Now, before this starts to sound like some pity party about how I get to work from home, let me state the obvious: I know how lucky I am to go freelance and work flexible hours. But my recent experience has revealed a very American truth: For most of us, our office is our second family.

Romanticizing the workplace is a particular American quirk — I’m going to go out on a limb here and say there’s no European equivalent to the Mary Tyler Moore show. In fact, for every American TV program that revolves around family, there’s another that orbits around the workplace: Mad Men, HBO’s new Silicon Valley, even Breaking Bad and its mobile meth lab. And jobs often yield more long-lasting relationships than the home — on Mad Men, for instance, Don and Joan are still going strong, while Don and Meghan are heading to kaputsville.

Freelancing has also made me think about how our minds work when we are alone. In some ways, you can be more decisive and stick relentlessly to your vision — there’s no one to naysay you. It makes sense that some of our greatest innovators were loners.

But while I find that working alone makes you more focused and productive in some ways, it also makes you less creative. So when I’m feeling stumped, I leave my home office and go to La Boulange, since I’m not cool enough for some hipster office incubator in the Mission District.

Not only is there no Wi-Fi there, which forces me to hit my deadlines instead of reading online recaps of Game of Thrones, but being surrounded by techies talking about seed funding and moms rating their pediatricians gets my thinking out of a rut. (As a side career, I’m thinking of starting a ”Stuff I Hear at La Boulange” Twitter feed, sort of the working-from-home mom equivalent of @GSElevator, except not made up.)

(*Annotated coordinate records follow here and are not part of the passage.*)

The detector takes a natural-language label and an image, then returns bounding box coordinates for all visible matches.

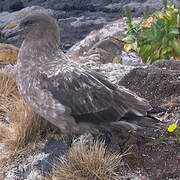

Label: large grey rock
[0,6,120,49]
[119,60,180,107]
[124,0,180,16]
[0,6,55,47]
[0,0,24,12]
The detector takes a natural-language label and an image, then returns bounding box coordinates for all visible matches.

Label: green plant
[123,0,180,63]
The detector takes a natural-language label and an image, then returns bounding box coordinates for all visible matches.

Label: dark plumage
[17,14,157,134]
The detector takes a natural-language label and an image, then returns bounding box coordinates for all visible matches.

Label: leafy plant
[123,0,180,63]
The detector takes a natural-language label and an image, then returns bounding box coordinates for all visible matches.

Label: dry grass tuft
[0,99,50,150]
[51,141,122,180]
[0,73,52,150]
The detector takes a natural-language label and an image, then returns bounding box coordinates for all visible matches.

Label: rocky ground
[0,0,180,180]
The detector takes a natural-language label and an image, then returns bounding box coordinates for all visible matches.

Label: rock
[104,3,122,12]
[0,43,19,64]
[119,60,180,107]
[22,0,121,11]
[0,0,24,11]
[59,12,120,49]
[67,20,124,62]
[124,0,180,16]
[34,139,69,172]
[0,6,55,47]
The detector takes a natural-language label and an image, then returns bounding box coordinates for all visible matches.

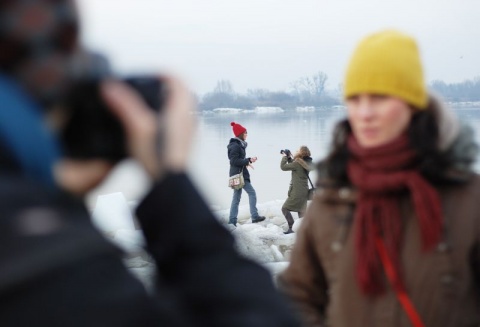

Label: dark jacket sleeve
[228,145,250,168]
[137,174,298,327]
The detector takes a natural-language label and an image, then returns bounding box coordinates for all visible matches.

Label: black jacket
[227,138,250,181]
[0,174,298,327]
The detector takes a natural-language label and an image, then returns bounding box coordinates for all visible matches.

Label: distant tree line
[430,76,480,102]
[198,71,480,110]
[199,72,340,110]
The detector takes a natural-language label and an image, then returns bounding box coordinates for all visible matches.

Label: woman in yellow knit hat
[279,30,480,327]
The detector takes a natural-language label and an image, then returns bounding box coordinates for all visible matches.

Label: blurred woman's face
[346,93,413,148]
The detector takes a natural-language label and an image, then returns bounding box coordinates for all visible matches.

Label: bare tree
[213,79,235,95]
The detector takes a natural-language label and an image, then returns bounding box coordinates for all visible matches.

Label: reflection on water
[190,108,480,209]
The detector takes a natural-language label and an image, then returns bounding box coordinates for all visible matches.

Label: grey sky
[77,0,480,94]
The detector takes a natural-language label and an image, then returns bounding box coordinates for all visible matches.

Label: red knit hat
[230,121,247,136]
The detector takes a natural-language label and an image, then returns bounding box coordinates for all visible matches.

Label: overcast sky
[77,0,480,94]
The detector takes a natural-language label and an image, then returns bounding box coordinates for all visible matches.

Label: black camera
[280,149,292,157]
[60,76,166,162]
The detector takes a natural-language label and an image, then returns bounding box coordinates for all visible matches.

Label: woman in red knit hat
[227,122,265,226]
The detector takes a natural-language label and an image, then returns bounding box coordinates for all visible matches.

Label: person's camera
[280,149,292,157]
[61,76,166,162]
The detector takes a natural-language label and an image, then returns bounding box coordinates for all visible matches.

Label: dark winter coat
[227,138,250,181]
[0,174,298,327]
[280,156,314,212]
[279,98,480,327]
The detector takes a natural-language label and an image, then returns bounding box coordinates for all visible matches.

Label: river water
[89,105,480,210]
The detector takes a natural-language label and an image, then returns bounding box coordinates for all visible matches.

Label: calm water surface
[87,107,480,209]
[191,107,480,209]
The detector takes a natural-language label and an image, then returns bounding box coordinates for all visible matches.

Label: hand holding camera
[102,77,195,178]
[280,149,292,158]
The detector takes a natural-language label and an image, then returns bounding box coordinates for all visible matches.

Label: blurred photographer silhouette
[0,0,297,327]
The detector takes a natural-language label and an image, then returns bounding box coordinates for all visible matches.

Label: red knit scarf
[348,135,443,295]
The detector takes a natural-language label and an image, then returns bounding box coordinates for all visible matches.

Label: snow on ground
[295,106,315,112]
[254,107,285,114]
[92,192,301,289]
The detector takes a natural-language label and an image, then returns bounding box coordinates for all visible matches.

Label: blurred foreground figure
[0,1,297,327]
[280,30,480,327]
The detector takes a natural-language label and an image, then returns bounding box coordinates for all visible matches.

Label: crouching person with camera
[0,0,298,327]
[280,145,313,234]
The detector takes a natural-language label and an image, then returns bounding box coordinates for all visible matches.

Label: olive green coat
[280,156,313,212]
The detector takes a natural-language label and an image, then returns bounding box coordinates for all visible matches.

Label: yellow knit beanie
[344,30,428,110]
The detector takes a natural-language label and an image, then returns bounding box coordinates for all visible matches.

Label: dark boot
[252,216,265,223]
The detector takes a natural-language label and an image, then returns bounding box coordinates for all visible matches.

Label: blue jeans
[228,181,258,224]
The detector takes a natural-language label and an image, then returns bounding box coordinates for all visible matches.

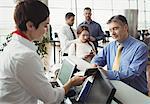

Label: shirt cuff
[106,70,118,80]
[55,87,65,104]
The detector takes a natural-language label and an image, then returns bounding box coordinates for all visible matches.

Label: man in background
[79,7,105,51]
[58,12,76,56]
[92,15,148,95]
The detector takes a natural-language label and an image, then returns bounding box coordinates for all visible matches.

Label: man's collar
[116,35,131,47]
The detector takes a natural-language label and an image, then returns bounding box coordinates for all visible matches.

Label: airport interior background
[0,0,150,65]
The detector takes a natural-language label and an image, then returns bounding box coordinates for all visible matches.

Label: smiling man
[92,15,148,94]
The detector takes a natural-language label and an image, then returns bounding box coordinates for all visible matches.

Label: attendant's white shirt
[68,39,95,58]
[0,34,65,104]
[58,24,77,53]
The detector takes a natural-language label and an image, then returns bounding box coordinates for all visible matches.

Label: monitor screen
[58,58,76,85]
[85,71,116,104]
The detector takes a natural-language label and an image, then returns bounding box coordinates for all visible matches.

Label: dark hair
[107,15,128,25]
[77,25,89,36]
[14,0,50,31]
[65,12,75,20]
[84,7,91,11]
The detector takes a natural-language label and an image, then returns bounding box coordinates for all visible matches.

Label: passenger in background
[91,15,148,95]
[58,12,76,56]
[0,0,85,104]
[79,7,105,52]
[69,25,96,62]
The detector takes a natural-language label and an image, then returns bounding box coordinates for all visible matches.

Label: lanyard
[12,30,31,41]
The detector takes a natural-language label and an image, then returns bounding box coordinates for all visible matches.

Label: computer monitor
[57,58,76,85]
[76,68,116,104]
[85,69,116,104]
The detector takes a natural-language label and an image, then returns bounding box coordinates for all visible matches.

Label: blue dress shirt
[91,36,148,93]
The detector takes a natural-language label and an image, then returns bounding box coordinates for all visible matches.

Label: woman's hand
[64,76,86,94]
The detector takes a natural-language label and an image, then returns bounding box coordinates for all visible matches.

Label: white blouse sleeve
[15,53,65,104]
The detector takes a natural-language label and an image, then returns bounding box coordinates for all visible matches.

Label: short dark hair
[65,12,75,20]
[77,25,89,36]
[14,0,50,31]
[84,7,91,11]
[107,15,128,25]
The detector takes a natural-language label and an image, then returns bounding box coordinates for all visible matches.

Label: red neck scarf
[12,30,31,41]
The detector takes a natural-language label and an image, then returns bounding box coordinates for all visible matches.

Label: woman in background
[69,25,96,62]
[0,0,85,104]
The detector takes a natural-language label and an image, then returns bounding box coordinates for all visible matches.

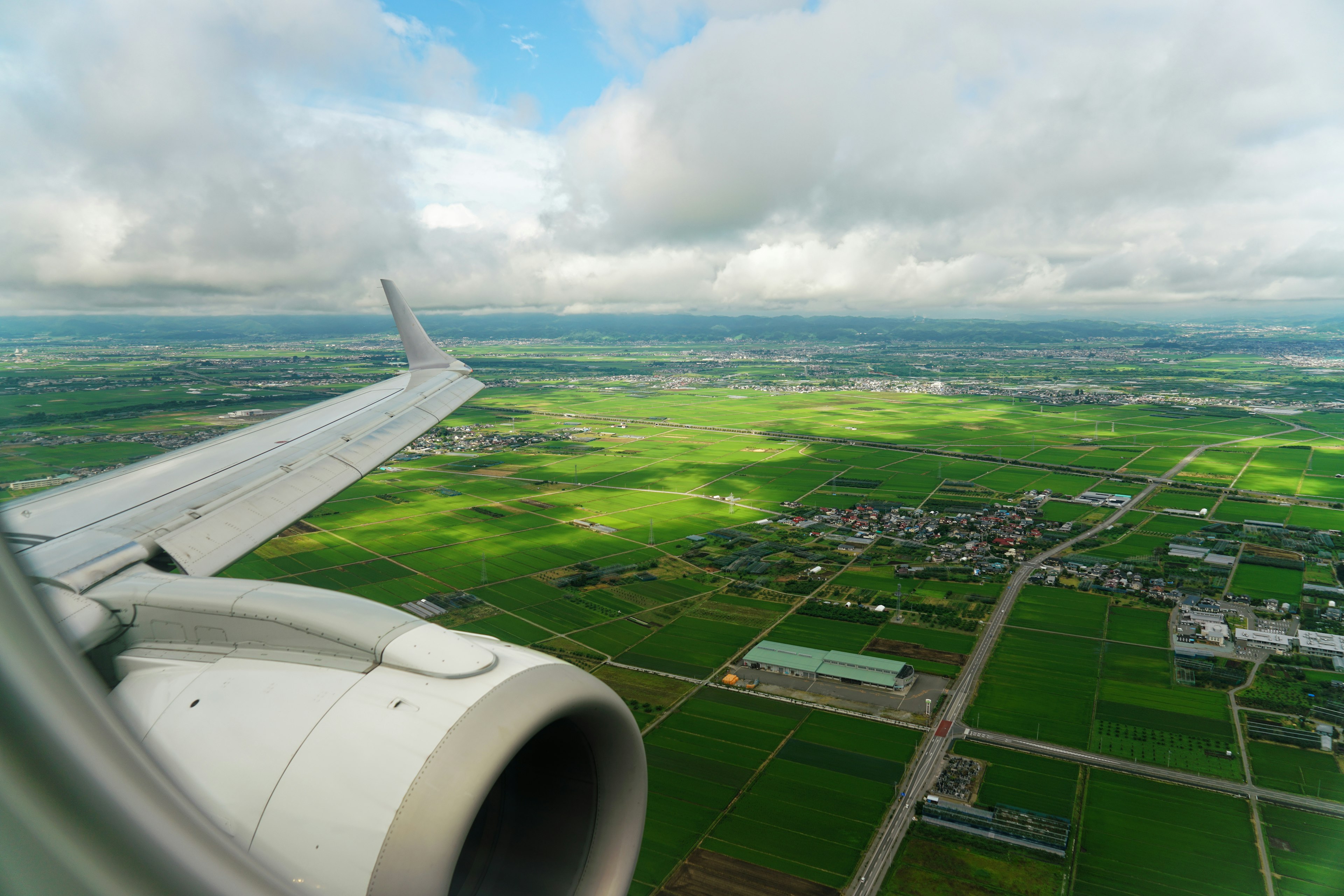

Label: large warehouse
[742,641,915,691]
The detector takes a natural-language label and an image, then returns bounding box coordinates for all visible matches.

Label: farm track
[958,728,1344,818]
[845,424,1301,896]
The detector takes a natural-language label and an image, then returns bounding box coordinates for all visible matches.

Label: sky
[0,0,1344,320]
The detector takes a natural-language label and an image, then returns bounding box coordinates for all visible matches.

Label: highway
[845,438,1285,896]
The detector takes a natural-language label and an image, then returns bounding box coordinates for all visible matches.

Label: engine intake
[89,570,646,896]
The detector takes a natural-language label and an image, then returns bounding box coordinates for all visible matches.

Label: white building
[1237,629,1293,653]
[1199,622,1231,646]
[1297,632,1344,657]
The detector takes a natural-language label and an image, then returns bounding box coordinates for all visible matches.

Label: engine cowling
[88,567,646,896]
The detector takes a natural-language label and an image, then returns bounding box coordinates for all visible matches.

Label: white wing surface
[0,280,483,594]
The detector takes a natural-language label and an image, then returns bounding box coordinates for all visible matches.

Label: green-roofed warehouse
[742,641,915,691]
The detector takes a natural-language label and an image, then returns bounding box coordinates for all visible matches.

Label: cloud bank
[0,0,1344,317]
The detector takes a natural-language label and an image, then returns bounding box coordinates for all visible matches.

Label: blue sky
[383,0,626,130]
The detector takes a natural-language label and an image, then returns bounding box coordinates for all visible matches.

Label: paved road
[848,475,1167,896]
[847,437,1279,896]
[962,728,1344,818]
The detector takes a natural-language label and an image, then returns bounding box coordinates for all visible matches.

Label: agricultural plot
[1106,606,1171,648]
[1289,504,1344,529]
[1040,501,1091,523]
[770,613,880,653]
[593,665,693,728]
[1177,449,1254,485]
[1088,642,1242,781]
[630,689,811,893]
[1297,473,1344,501]
[704,712,919,889]
[1214,500,1293,523]
[1125,447,1191,475]
[878,821,1066,896]
[1259,803,1344,896]
[1138,513,1208,535]
[1246,740,1344,802]
[953,740,1078,818]
[1031,473,1101,502]
[878,622,976,674]
[1072,770,1265,896]
[964,629,1102,748]
[1087,532,1167,560]
[1235,446,1312,494]
[617,616,763,678]
[1144,489,1218,512]
[1228,562,1302,600]
[1008,584,1106,638]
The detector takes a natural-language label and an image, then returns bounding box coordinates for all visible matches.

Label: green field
[634,689,811,892]
[8,341,1344,896]
[1144,490,1218,512]
[1106,606,1171,648]
[1246,740,1344,802]
[1088,642,1242,779]
[617,616,757,678]
[1008,584,1106,638]
[1228,563,1302,600]
[878,821,1066,896]
[1072,770,1265,896]
[1259,803,1344,896]
[1087,532,1167,560]
[704,712,919,888]
[953,740,1078,818]
[964,629,1102,748]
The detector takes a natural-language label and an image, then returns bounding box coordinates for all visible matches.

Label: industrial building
[1237,629,1293,653]
[742,641,915,691]
[1297,632,1344,657]
[1074,492,1134,508]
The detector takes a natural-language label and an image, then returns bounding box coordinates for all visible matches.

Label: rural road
[845,437,1242,896]
[962,728,1344,818]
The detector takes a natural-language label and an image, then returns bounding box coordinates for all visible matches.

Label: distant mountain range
[0,313,1177,345]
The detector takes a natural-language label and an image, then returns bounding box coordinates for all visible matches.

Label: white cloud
[0,0,1344,316]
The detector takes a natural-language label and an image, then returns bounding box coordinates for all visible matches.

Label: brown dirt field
[659,849,840,896]
[864,638,966,666]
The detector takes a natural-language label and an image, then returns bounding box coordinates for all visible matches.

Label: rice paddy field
[1072,770,1265,896]
[1246,740,1344,802]
[16,359,1344,896]
[1259,803,1344,896]
[878,821,1067,896]
[1228,562,1302,600]
[630,688,919,896]
[953,740,1079,818]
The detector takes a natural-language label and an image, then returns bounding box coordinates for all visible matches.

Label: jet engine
[85,565,646,896]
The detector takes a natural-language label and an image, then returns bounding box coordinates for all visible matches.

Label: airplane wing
[0,280,484,631]
[0,281,648,896]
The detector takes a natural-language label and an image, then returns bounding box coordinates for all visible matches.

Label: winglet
[382,280,472,373]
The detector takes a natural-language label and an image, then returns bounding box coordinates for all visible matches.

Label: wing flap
[159,459,363,575]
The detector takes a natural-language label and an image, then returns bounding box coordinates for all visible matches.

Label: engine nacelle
[88,567,646,896]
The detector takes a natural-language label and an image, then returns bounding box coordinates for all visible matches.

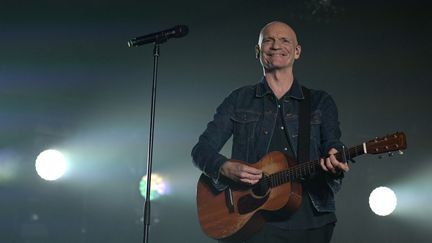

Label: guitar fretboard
[260,145,365,187]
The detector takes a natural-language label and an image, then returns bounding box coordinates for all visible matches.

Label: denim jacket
[192,78,343,212]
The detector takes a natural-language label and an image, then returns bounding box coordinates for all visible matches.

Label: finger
[320,159,328,172]
[242,165,262,175]
[338,163,349,172]
[325,158,336,173]
[239,171,261,180]
[240,179,259,185]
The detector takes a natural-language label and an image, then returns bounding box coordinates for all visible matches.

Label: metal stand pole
[143,42,159,243]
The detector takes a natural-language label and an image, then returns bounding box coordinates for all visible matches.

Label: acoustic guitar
[196,132,406,240]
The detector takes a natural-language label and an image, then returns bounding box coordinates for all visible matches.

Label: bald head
[255,21,301,73]
[258,21,298,45]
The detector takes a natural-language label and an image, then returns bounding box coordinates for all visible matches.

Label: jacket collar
[256,77,304,100]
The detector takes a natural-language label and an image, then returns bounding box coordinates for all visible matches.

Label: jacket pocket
[231,111,261,161]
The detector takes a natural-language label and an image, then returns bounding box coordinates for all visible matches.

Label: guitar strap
[297,86,311,163]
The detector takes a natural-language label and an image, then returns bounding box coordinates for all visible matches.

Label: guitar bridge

Basically, we all need to brush against a little humanity every day. And at a time when telecommuting is often hailed as a cost saver, companies do need to confront a cold hard truth: Not all of us have the temperament to work alone.

Emily Dickinson certainly did; I’m not sure I do. There is both a loneliness and strange intensity to working alone that’s unlike an office — you can feel busy and bored at the same time.

Which all goes to say, it’s great to be able to take my toddler to music class instead of eating a salad in a cubicle, but eventually, I’ll need to get back to an office. And I’ll take it all: not just the colleagues and the collaboration, but the politics, the wildly inefficient meetings, and yes, of course, the gossip, too.